During our Quality, Value, and Patient Advocacy lecture, we revisited the common theme of addressing healthcare costs. In retrospect, medical school really doesn’t drown us with knowledge about the costs of routine complete blood counts, chest x-rays, etc. These “routine tests” are a very real contributor to the cost of healthcare, especially when many are not necessary and could potentially be harmful.
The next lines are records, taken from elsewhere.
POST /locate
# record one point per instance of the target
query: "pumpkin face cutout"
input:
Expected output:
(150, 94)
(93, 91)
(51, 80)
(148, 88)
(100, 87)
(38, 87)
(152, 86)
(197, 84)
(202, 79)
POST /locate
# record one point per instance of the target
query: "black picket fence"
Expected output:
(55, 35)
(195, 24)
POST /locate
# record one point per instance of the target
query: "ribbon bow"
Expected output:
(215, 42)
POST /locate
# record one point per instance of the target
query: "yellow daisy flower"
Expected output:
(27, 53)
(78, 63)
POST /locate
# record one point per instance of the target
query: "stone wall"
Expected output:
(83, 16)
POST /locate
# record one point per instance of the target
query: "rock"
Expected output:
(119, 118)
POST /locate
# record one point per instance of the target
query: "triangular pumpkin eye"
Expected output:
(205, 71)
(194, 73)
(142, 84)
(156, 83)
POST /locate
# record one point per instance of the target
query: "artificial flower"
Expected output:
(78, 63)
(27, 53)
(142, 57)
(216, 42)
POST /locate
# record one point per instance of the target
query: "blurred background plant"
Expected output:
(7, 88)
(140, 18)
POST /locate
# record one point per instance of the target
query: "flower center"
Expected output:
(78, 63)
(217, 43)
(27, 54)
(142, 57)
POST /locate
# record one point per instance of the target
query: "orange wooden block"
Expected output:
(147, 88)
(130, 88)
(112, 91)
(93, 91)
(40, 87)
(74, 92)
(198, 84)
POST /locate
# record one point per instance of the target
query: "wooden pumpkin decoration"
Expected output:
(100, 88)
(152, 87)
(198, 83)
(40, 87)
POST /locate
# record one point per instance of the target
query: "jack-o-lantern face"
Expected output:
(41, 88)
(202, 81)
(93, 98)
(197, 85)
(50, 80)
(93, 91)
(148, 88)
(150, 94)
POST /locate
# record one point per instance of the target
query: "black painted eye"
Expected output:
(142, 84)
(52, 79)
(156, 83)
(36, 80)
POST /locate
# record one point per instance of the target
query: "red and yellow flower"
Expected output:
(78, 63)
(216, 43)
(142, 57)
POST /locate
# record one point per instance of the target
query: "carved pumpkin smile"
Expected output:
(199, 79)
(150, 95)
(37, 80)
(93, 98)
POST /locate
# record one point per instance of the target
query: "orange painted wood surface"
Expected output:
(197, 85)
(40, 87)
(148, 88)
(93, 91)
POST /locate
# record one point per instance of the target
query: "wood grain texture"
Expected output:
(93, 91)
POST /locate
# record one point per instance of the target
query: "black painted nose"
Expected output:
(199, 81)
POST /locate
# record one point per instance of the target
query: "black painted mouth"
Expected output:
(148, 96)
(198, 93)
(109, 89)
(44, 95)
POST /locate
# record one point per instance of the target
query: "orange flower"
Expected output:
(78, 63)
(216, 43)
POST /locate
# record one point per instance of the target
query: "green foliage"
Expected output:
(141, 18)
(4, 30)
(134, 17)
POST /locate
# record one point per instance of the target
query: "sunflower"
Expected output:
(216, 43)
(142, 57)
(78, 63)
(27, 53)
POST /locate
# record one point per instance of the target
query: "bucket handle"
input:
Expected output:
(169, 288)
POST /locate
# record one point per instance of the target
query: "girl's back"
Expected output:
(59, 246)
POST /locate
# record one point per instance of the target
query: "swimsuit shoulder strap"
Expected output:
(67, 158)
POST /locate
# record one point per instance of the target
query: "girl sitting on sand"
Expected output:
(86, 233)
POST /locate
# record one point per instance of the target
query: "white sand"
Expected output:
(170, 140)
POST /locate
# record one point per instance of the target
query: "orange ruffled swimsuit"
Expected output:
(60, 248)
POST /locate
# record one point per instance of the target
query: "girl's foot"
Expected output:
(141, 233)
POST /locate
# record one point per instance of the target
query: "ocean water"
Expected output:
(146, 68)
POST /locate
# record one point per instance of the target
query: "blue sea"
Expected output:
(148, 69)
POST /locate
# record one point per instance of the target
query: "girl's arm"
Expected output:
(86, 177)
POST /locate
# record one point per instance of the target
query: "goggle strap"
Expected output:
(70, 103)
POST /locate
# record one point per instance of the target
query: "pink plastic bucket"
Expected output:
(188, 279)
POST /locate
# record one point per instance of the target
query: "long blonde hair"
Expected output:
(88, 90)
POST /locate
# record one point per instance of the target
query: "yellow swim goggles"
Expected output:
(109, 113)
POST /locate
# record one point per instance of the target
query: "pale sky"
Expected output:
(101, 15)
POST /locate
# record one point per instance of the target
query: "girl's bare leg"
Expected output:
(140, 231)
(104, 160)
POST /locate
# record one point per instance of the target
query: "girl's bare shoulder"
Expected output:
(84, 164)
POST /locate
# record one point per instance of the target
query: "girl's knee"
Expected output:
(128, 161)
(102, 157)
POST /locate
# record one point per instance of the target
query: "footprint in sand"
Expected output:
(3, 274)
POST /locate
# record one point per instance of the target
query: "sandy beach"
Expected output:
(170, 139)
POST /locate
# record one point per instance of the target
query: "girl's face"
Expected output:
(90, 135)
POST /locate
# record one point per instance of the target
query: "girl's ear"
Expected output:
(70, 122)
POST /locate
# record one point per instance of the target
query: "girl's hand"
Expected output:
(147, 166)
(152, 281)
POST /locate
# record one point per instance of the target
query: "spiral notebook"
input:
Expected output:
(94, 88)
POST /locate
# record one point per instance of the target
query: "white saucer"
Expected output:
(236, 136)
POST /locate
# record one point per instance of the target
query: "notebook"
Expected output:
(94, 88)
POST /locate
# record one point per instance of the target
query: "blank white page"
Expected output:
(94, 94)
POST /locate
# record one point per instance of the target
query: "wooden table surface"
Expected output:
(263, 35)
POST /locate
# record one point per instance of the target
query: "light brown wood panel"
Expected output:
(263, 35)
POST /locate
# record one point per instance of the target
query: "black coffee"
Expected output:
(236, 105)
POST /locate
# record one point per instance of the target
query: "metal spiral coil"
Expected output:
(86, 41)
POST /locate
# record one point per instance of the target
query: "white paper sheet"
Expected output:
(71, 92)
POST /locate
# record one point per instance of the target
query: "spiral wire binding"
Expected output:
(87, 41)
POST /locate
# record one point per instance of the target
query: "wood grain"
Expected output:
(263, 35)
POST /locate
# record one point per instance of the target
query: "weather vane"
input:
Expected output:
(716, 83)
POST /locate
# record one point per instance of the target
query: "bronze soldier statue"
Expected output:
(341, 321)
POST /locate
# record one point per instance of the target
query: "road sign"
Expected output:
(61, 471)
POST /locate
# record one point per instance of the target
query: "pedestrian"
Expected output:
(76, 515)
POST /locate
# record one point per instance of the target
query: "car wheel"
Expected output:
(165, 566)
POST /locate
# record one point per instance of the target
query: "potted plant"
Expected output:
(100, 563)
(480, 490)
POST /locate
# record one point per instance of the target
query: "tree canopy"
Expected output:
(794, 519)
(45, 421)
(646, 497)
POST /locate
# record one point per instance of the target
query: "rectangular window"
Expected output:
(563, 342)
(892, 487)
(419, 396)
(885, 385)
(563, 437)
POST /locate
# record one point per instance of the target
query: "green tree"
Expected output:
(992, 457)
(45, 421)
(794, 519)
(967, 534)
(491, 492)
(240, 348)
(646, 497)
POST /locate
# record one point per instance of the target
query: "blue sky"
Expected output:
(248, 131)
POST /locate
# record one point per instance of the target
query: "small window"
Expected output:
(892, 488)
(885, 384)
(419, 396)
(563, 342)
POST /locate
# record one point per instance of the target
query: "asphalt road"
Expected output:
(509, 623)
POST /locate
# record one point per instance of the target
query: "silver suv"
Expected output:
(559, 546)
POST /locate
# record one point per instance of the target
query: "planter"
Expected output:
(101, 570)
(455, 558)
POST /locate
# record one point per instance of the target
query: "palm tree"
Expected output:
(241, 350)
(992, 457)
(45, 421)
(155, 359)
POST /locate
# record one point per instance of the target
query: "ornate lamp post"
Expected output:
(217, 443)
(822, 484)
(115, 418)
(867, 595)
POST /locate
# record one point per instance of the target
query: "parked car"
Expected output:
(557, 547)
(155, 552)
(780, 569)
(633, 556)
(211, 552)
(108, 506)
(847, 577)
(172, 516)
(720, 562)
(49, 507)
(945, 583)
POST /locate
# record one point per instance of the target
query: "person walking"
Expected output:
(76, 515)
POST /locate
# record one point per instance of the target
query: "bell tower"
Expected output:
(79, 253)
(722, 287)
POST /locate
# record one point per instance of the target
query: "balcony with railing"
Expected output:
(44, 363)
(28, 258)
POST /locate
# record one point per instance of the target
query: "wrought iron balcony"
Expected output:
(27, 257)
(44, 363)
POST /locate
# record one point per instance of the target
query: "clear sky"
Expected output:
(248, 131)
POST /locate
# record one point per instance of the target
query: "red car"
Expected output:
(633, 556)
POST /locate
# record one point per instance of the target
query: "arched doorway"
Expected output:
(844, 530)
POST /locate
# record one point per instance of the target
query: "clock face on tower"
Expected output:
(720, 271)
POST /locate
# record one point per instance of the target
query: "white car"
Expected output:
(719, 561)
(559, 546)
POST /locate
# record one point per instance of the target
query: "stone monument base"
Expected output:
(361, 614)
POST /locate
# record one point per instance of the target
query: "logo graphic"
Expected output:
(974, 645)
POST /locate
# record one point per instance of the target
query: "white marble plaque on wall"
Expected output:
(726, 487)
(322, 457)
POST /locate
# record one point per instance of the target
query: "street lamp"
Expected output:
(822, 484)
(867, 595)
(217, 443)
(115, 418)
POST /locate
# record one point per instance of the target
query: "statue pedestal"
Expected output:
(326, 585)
The article lists 37 clinical situations in which ordering a test does not reflect high-value care (see footnote for link to article); the following situations (in no particular order) are ones which I distinctly remember encountering first-hand.1
- Obtaining electrocardiograms to screen for cardiac disease in patients at low to average risk for coronary artery disease
- Obtaining exercise electrocardiogram for screening in low-risk asymptomatic adults
- Measuring brain natriuretic peptide in the initial evaluation of patients with typical findings of heart failure
- Screening for colorectal cancer in adults older than 75 or in adults with a life expectancy of less than 10 years
- Ordering routine preoperative laboratory tests, including complete blood count, liver chemistry tests, and metabolic profiles, in otherwise healthy patients
undergoing elective surgery
- Obtaining CT scans in a patient with pneumonia that is confirmed by chest radiography in the absence of complicating clinical or radiographic features
- Performing an antinuclear antibody test in patients with nonspecific symptoms, such as fatigue and myalgia, or in patients with fibromyalgia
While the article doesn’t take into account the unique circumstances of each patient, it still surprises me how often we do things “just to get a baseline” for a side effect or complication which is exceptionally rare. And defensive medicine certainly doesn’t help the issue.
1. Qaseem, Amir, et al. “Appropriate Use of Screening and Diagnostic Tests to Foster High-Value, Cost-Conscious Care.” Annals of Internal Medicine. 156 (2012): 147-149.